South Korea’s Kospi index fell 0.1 percent after rising 0.3 percent earlier. The nation’s economy expanded at a faster pace than forecast, showing momentum that could boost inflation pressures and build a case for an interest-rate hike. Gross domestic product grew 0.9 percent from the previous quarter in the January-March period, the Bank of Korea said today in a statement in Seoul, above the median 0.8 percent estimate of 13 economists surveyed by Bloomberg News. From a year earlier, GDP increased 3.9 percent.
Japan’s Topix index lost 0.8 percent, retreating from a two-week high. Taiwan’s Taiex index slid 0.1 percent. Australia’s S&P/ASX 200 Index rose 0.2 percent after closing yesterday at its highest since June 2008. Singapore’s Straits Times Index increased 0.8 percent.

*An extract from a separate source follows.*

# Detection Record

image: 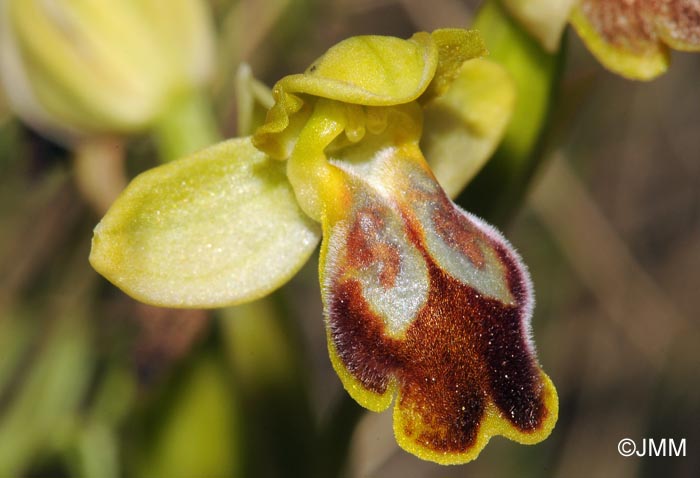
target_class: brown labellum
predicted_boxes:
[321,156,557,463]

New Zealand’s NZX 50 Index gained 0.2 percent. The country’s central bank increased interest rates for the second time in two months as an economic recovery gathers pace, and said it will assess the extent to which currency gains curb inflation.
The MSCI Asia Pacific Index traded at 12.6 times estimated earnings compared with 16 for the Standard & Poor’s 500 Index, according to data compiled by Bloomberg.

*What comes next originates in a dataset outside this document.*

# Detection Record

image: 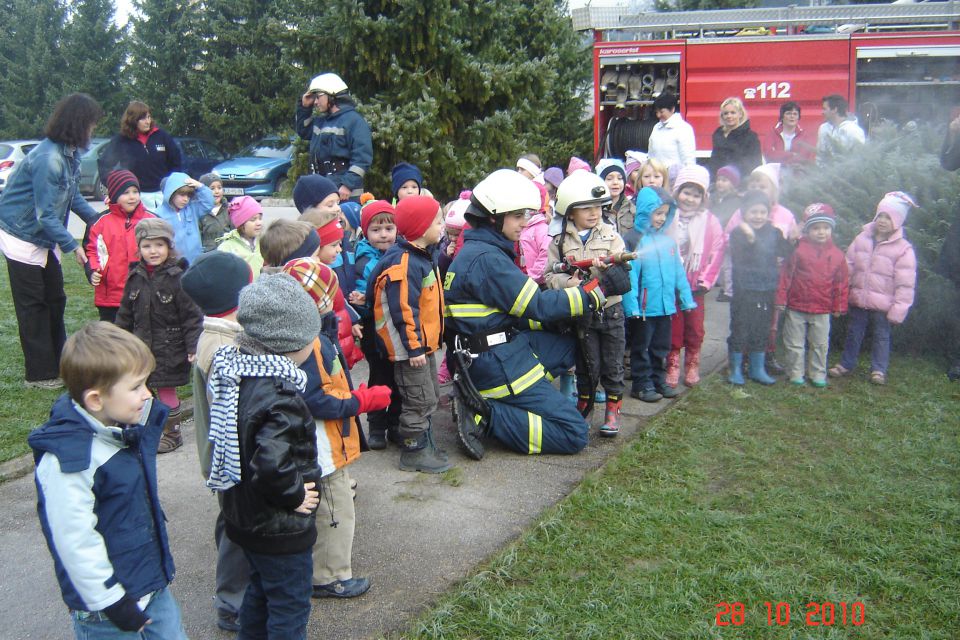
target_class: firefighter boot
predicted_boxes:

The S&P 500 slipped 0.2 percent yesterday, snapping a six-day rally, after disappointing earnings from AT&T Inc. and Amgen Inc. and an unexpected drop in home sales.
Commerce Department data showed that sales of new homes unexpectedly plunged 14.5 percent in March to the lowest level in eight months, reflecting a broad-based retreat that signals the industry is facing bigger challenges than just bad weather.

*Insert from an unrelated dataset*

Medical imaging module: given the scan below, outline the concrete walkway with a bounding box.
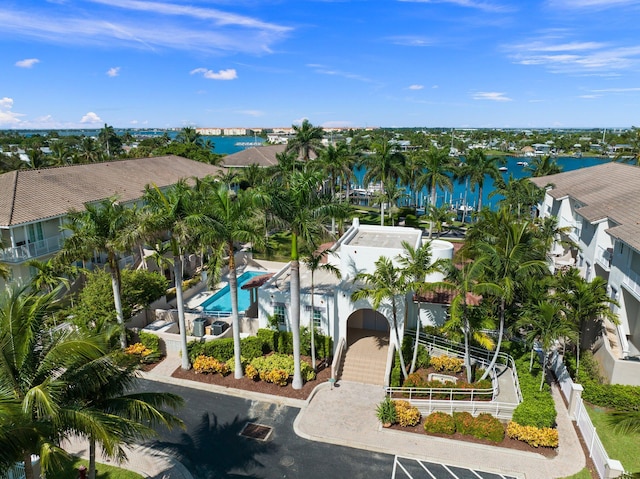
[68,351,586,479]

Apple reported after the market closed that second-quarter revenue and profit exceeded analysts’ estimates amid a surge in iPhone sales. The world’s most valuable company is set to increase its shareholder payout plan by $30 billion.
Shares of Facebook, the world’s biggest online social network, added 3.7 percent after hours, having fallen 2.7 percent during the trading day. The company reported better-than-estimated sales and profit for the first quarter and said Chief Financial Officer David Ebersman will leave.
“The markets are taking these earnings well if you look at after-hours trading for both Apple as well as Facebook. They’re higher than where they closed,” Erik Davidson, San Francisco-based deputy chief investment officer for Wells Fargo Private Bank, which oversees $170 billion, said by phone. “There have been questions with the economy stumbling along, but this could be a spark as we move further into earnings season.”
Japanese exporters declined as the yen rose 0.1 percent against the dollar. Toyota dropped 1.4 percent to 5,469 yen. Sony Corp., the maker of Bravia televisions and PlayStation game consoles, sank 3.1 percent to 1,859 yen. Panasonic Corp., Japan’s biggest maker of consumer electronics, fell 1.8 percent to 1,111 yen.
Hyundai Motor Co. fell 1.2 percent to 242,000 won in Seoul. South Korea’s largest automaker reported first-quarter profit that missed analyst estimates as a stronger won eroded export earnings.
Kansai Electric slipped 4.2 percent to 884 yen. Restarting its nuclear plants will take a long time as the utility needs to review earthquake standards before it can reactivate the facilities, the utility said today.
Apple suppliers advanced. Catcher Technology jumped 6.5 percent to NT$263 in Taipei. Largan Precision rose 3.8 percent to NT$1,755. Samsung Electronics Co., both a competitor and a supplier to Apple, added 1.3 percent to 1.407 million won in Seoul.
Gome Electrical Appliances Holding Ltd. jumped 4.9 percent to HK$1.50 in Hong Kong, its highest close since April 2012, after saying it expects quarterly profit to more than triple.